The Guardian has a fantastic slideshow of some famous authors posing with their typewriters. Ah, the literary charm of a typewriter, with its noisy writing process and vintage charm! I'm mad for them and the idea that they were such tools of trade for so many writers I love sends a thrill down my spine.
You type so much quicker than you can think on a computer. On a typewriter, you have to think. Another virtue is simplicity. Typewriters are good at only one thing: putting words on paper. “If I’m on a computer, there’s no way I can concentrate on just writing, said Jon Roth, 23, a journalist who is writing a book on typewriters. “I’ll be checking my e-mail, my Twitter.” When he uses a typewriter, Mr. Roth said: “I can sit down and I know I’m writing. It sounds like I’m writing.” credits
The click of a classic typewriter is the best sound I know.

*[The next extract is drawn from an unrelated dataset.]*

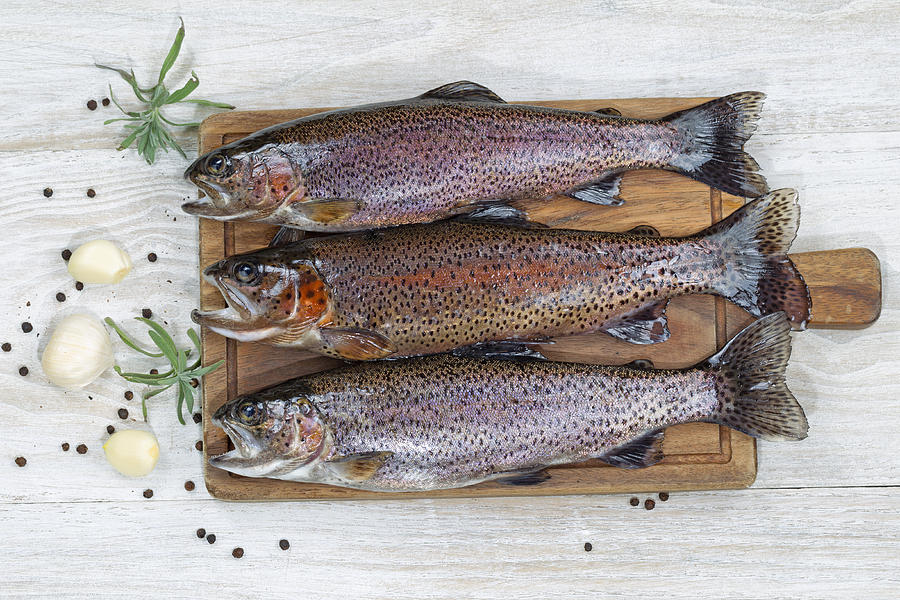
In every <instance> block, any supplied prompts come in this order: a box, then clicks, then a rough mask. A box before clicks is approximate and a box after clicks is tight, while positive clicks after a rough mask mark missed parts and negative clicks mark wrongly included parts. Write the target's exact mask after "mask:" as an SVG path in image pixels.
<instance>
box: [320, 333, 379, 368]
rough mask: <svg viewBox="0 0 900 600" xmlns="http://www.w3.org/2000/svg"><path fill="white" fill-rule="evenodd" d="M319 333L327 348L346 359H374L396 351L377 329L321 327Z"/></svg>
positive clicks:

Only the click of my Nikon seconds that. The sound of those old keys jumping up and down would lull me into a trance when I wrote up in the attic of my parents house. My dad had a manual typewriter and a stack of paper there, which I used to write the word I wished and project towards a better future.
Which I had, but I still want to be a writer. I want to write stories for a living. I want to win a Pulitzer and spend the rest of my days putting down my inspiration, so that one day I may be photographed in front of my computer. No cigarette in my hand and no black coffee on my desk, because I don't smoke neither am a coffee addict like so many literary romance. Just because.